The Crown Estate agreed to lower rents while trade remains at pre-coronavirus levels

3. Rental rebasing

Connected to all this is the overall rebasing of rents. Again, with the issues that beset the high street prior to coronavirus that have been exacerbated since, landlords say rents have been falling organically for years. 

However, for Bourgeois, there is still further for them to come down. He says rents have fallen 42% in UK shopping centres from their peak to the present trough and those can still come down by as much as 15%. 

Ultimately, Bourgeois says Hammerson wants to rebase rents to a more affordable level. “By gearing a base rent and reducing that base rent to affordable levels, down about 15% from where they are now, we can clearly hold a base rent that’s sustainable which works for us and the retailer,” he says. 

Instead of one set rent for every occupant in a centre, Hammerson wants to move to a system where different retailers on the same scheme pay different base rents. This would be predicated on a host of factors such as store performance, brand awareness, click-and-collect sales and even wider online catchment area sales. 

He uses Peloton as an example. “It sells bikes from our locations but it’s also a real brand builder for it. Some operators may rely more on sales in-store and their operating margins will be different,” he says. 

“We want to get underneath every retailers’ models and match the true value of that store to that occupier.”

Bicester Village 2020

Prime locations such as Bicester Village have been hit by the lack of tourists to the UK

4. Impact on property valuations

Historically, one of the main reasons given by landlords for not adopting turnover-based rents is the effect it would have on property valuations. 

To put it simply, historically, retail property valuations have been set based on income projections in terms of what they will generate from rents, versus the cost of the property, which is called yield. 

When the fixed income becomes harder to project, because of a move to turnover rather than set quarterly base rents, for example, valuations come down. 

While the changes discussed above will all serve to no doubt lower retail property values in the short term, Bourgeois is confident that in the medium-to-long term, valuations will not only recover but become stronger. 

“What we see going forward is that we’ll have established a base of affordable, sustainable and growing income linked to the success of our occupiers,” he says. “The fact you have six-year breaks is not something our valuers would say is a disadvantage. It’s already a model in place in continental Europe and premium outlets.”
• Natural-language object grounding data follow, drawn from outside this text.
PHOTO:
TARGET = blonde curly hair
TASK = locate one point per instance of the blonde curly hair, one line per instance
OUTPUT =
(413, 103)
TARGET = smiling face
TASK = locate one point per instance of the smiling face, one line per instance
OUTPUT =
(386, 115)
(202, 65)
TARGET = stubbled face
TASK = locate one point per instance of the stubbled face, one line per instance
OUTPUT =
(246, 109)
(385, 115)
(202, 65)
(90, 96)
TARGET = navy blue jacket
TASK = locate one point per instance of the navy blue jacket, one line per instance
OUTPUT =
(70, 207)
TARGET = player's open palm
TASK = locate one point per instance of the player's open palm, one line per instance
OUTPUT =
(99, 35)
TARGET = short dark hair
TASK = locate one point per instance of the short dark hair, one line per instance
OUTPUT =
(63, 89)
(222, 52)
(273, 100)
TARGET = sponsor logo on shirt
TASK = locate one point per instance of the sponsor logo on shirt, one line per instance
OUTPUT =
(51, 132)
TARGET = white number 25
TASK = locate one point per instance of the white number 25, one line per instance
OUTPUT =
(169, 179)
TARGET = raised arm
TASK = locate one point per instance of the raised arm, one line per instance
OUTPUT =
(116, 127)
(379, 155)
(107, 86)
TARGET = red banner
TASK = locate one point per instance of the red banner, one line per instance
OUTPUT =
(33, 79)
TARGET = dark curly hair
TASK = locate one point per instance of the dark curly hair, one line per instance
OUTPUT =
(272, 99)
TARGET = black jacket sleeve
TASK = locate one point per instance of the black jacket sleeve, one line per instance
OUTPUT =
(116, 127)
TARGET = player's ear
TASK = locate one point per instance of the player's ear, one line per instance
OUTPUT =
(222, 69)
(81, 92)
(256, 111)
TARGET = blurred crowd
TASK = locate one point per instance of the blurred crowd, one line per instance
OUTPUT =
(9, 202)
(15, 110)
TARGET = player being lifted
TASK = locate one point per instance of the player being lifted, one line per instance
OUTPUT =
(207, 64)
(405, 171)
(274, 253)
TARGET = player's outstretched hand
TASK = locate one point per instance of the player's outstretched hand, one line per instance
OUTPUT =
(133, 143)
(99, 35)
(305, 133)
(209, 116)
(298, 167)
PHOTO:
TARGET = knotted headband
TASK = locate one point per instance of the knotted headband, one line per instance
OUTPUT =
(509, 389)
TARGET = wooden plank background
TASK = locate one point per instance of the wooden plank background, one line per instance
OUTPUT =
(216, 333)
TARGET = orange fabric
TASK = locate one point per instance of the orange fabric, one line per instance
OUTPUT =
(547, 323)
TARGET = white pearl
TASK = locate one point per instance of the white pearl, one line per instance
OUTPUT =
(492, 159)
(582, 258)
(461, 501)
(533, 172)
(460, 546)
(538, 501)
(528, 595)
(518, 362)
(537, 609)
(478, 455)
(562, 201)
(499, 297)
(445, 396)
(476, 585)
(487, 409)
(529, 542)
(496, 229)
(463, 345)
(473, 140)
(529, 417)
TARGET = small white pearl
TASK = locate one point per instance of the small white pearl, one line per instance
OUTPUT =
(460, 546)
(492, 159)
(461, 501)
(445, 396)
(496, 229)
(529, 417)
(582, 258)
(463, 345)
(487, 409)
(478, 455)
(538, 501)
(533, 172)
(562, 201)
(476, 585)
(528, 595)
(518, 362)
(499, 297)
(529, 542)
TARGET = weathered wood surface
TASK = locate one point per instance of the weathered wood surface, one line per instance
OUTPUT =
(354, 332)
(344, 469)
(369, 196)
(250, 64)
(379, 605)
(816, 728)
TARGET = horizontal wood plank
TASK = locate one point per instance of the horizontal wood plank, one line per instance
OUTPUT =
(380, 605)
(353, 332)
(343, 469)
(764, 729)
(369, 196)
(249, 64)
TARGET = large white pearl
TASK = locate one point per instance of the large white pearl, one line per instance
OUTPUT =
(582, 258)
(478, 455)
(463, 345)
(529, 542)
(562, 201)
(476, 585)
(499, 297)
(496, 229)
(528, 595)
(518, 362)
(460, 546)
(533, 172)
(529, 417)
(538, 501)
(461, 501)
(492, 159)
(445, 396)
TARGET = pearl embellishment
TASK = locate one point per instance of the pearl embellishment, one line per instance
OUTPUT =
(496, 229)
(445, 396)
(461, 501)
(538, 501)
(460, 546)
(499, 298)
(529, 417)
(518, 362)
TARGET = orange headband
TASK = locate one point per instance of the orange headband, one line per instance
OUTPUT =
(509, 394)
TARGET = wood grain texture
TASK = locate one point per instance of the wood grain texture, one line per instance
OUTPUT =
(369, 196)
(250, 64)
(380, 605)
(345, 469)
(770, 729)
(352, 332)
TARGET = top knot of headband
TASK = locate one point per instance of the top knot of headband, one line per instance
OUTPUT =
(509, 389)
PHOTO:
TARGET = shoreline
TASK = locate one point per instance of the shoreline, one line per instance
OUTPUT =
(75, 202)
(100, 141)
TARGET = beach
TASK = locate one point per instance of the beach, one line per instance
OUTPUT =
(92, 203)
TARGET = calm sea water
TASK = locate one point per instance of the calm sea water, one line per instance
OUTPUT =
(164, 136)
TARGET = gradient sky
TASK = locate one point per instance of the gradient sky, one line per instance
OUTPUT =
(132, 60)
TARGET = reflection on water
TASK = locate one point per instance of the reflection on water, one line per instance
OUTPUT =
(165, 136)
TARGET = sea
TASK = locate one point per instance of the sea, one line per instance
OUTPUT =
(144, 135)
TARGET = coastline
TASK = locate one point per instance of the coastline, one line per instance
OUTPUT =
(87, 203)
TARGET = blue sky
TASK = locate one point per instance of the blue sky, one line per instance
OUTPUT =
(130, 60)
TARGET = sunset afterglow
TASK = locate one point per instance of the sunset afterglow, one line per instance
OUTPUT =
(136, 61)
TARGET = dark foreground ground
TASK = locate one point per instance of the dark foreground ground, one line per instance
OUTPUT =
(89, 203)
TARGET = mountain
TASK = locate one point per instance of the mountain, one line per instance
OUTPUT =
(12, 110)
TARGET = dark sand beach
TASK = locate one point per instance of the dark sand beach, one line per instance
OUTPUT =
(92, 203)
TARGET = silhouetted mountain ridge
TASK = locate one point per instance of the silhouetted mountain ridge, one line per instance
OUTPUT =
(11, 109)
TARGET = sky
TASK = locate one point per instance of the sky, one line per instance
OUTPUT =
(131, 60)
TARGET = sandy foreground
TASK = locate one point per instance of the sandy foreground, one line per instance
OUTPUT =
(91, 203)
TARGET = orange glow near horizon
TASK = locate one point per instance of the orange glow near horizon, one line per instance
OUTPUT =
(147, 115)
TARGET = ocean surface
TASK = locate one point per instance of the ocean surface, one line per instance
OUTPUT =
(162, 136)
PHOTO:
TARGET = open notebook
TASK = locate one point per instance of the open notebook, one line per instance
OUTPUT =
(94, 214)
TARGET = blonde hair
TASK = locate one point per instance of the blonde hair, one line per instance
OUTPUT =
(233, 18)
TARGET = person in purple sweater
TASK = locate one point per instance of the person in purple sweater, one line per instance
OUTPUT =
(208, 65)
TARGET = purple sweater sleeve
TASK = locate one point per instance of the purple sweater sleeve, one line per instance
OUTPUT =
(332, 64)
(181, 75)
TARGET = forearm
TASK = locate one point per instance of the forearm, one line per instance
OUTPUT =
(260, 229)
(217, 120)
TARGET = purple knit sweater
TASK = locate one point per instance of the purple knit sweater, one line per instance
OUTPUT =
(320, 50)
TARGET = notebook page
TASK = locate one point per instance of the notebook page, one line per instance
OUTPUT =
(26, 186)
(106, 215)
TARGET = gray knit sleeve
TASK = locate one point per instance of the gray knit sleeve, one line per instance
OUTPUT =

While more flexible leasing structures, no upwards-only rent reviews and lower base rents coupled with performance-based top-up payments may be music to the ears of retailers, the question remains how long will the sector take to readjust? 

The steps being taken by the likes of Hammerson and the Crown Estate stem, at least in part, from desperation due to tumbling rental incomes and shattered property valuations. They also fly in the face of decades, if not centuries, of previous leasing best practice. 

Bourgeois says while it would not make economic sense for the landlord to restart all existing agreements on day one, he says Hammerson’s portfolio will have moved across to its new leasing structure entirely by 2023. 

The Crown Estate has extended its offer of turnover-based rents until next March. But, once agreed, it seems unlikely it will completely reverse course.

What is clear is that many landlords are changing with the times. Where they lead, others will follow. Perhaps only a few at first, but as occupiers begin to grow more accustomed to such flexible deals, demand will only grow.